Öfkem içimde, içimin çok ama çok derinliklerinde.
Hangi tarih sayfasını çevirirsem, utanç duyulası satırlar ile başlıyor.
Zemzem suyundan kırk değil, dört yüz kırk tas döksem başınızdan aşağıya temizlenmeniz mümkün değil.
Emperyalizme kaltaklık uğruna, Deniz’i, Yusuf’u Hüseyin’i astınız.
Binlerce masum insanı işkencehanelerde hunharca katlettiniz.
Ape Musa’yı alçakça sırtından vurdunuz.
Tahir Elçi’yi dört ayaklı minarenin dibine gömdünüz.
Cübbe, küllah kuşandınız, dört kitap’tan bile korkmadınız.
Öfkeliyim, öfkeliyiz, hem de çok öfkeli.
Roboski’ye henüz bıyıkları terlememiş masum canları gömdünüz.
Gar meydanı’nda halaya durmuş genç aşklarımızı katlettiniz.
Nasıl öfkeli olmayalım ki?
Birileri “cihatçı” katillere top, tüfek, mermi taşırken,
savaş’ın tozuna, dumanına bulanmış çocuklara oyuncak götüren gençlerimizi Suruç’ta katlettiniz.
Bu öfkemi, bu öfkemizi hangi peygamber dindirebilir ki?

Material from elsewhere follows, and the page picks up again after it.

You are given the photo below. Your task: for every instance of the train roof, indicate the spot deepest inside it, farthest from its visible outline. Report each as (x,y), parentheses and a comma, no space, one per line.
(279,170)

Sanat’ı uğruna ölüme koşanlara sustunuz.
Adil yargılanma talibi için ölüme yatanlara göz yumdunuz.
Tecavüzlere, kadın katliamlarına çanak tutunuz.
Küllahı sillah yaptınız, dergahı tecavüzhaneye çevirdiniz.
Şeyh geçinen şarlatanları holding yaptınız.
Öfkeliyim, öfkeliyiz hem de çok öfkeli.
Hırsızlığınıza, gaddarlığınıza, iki yüzlülüğünüze, adaletsizliğinize.
Bu öfkemi, bu öfkemizi hangi peygamber dindirebilir ki?
Bu öfkem dinmeyecek bilirim.
Ve bilirim ki bu öfkemdir beni mezara götüren.
Ama bu öfkemi yarınlara taşıyacak, sizi ve sizin gibi firavunları tarih önünde yargılayacak binlerce genç yürek geliyor ardım sıra.